There were also the Netflix comedies that I binge-watched with impunity! Ricky Gervais never failed to get me laughing out loud (I particularly remember this BAFTA acceptance speech) and The Detectorists for some reason raised my spirits, reminding me of British village dynamics and pub-scene humour. Such great writing and vignettes. Then I discovered the blessing that is Schitt’s Creek on CBC TV just in time to catch a few episodes of the first series. (If you haven’t, you have to!).
But still doing my best to parent through the worst, the dispensing of motherly advice definitely required a creative twist. “Eat your greens, your body needs it.” loses credibility from a mother with cancer! But I joked, “I always had to eat mine, and look at me; picture of health!”
We enjoyed a laugh from the most unexpected moments. Like the time when my daughter complains that I still haven’t bought a replacement bottle of shampoo for the one that ran out.
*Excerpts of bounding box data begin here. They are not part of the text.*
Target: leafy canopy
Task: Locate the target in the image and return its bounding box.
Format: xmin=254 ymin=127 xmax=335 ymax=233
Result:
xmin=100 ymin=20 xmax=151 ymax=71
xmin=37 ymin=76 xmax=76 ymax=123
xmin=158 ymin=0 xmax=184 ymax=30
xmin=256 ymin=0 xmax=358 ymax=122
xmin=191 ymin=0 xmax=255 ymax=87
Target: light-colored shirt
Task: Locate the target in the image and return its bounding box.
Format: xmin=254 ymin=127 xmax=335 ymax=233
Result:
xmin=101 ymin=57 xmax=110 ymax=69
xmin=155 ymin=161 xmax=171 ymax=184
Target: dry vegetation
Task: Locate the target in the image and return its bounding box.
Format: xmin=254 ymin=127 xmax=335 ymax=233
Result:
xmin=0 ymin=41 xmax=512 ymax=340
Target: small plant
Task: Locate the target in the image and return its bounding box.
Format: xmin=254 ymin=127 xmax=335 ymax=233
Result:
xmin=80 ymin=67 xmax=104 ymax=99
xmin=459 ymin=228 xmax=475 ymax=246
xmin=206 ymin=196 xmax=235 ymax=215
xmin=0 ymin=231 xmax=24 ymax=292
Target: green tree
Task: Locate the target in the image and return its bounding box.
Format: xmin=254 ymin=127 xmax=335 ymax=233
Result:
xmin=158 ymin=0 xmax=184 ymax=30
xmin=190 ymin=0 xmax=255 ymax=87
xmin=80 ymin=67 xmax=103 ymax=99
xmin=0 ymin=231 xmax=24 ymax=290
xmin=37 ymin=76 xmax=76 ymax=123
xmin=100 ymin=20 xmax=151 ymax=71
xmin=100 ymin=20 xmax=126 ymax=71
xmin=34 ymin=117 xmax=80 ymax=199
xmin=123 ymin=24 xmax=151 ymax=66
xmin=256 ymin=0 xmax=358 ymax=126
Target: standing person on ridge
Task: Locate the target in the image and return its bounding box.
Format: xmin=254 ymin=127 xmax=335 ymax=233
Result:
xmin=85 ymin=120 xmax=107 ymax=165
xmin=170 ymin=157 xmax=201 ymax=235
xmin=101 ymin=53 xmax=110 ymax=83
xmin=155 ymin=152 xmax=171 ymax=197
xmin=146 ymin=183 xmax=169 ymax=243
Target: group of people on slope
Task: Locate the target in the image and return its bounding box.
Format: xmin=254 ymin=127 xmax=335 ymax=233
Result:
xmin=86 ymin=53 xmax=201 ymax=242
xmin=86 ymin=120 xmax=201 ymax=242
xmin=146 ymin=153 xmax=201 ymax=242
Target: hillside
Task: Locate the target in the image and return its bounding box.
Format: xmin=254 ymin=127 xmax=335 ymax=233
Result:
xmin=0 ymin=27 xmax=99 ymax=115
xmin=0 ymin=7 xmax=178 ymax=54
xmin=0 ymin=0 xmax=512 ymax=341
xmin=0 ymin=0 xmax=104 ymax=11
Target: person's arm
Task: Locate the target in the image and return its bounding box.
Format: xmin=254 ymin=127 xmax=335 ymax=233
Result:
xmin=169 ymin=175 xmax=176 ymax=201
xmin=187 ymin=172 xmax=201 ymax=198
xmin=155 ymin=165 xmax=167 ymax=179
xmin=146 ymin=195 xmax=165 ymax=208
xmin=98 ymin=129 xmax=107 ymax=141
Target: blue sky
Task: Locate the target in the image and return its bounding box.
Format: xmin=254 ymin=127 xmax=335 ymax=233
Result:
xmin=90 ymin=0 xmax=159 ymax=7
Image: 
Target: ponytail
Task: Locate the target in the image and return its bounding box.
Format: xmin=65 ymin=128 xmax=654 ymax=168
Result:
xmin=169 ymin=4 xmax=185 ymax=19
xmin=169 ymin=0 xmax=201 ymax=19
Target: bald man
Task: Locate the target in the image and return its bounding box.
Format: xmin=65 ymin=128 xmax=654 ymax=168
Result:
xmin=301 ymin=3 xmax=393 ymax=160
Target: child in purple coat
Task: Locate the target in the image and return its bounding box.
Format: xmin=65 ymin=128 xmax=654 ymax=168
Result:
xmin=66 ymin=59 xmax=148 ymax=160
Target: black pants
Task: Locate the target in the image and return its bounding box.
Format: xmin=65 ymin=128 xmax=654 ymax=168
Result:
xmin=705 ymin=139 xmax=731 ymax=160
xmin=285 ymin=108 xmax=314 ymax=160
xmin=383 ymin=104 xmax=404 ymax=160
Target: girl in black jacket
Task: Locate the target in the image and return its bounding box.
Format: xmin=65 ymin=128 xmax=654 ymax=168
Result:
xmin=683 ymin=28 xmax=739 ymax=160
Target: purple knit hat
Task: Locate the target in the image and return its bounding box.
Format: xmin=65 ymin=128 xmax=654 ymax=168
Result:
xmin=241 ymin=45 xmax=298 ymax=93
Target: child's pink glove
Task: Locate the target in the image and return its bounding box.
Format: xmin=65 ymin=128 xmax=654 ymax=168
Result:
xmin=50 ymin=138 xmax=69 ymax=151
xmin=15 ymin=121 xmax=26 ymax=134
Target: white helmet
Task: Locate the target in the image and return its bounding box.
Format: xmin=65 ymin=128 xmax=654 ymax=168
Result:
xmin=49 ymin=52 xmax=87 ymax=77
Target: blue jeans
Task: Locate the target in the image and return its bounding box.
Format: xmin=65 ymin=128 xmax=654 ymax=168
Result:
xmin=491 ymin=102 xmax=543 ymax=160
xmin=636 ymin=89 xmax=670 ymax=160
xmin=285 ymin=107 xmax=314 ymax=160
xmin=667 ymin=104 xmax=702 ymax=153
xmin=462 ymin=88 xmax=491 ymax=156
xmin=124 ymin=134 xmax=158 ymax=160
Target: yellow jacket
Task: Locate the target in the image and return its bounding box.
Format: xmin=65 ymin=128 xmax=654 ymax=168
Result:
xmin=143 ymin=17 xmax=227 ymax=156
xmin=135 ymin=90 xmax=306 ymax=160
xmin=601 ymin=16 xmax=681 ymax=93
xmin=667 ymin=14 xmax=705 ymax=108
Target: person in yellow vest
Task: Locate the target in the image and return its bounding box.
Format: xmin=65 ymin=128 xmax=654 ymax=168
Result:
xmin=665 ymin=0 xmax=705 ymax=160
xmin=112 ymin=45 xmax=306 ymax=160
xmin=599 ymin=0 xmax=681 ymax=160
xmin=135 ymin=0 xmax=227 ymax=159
“Oh, Right!” she gasps, “You don’t have hair to wash now. HAHAHA!”
It was such a funny moment of recognition. She and I broke into infectious laughter across the table from each other. As it subsided, we would sigh, look at each other and break out uncontrollably again and again. No real explanation, just a wonderful liberation from the fear and difficulty of it all. I felt so grateful that she wasn’t worried that she might “hurt my feelings”. It was pure, shared hilarity. And a healthy sign we were doing okay.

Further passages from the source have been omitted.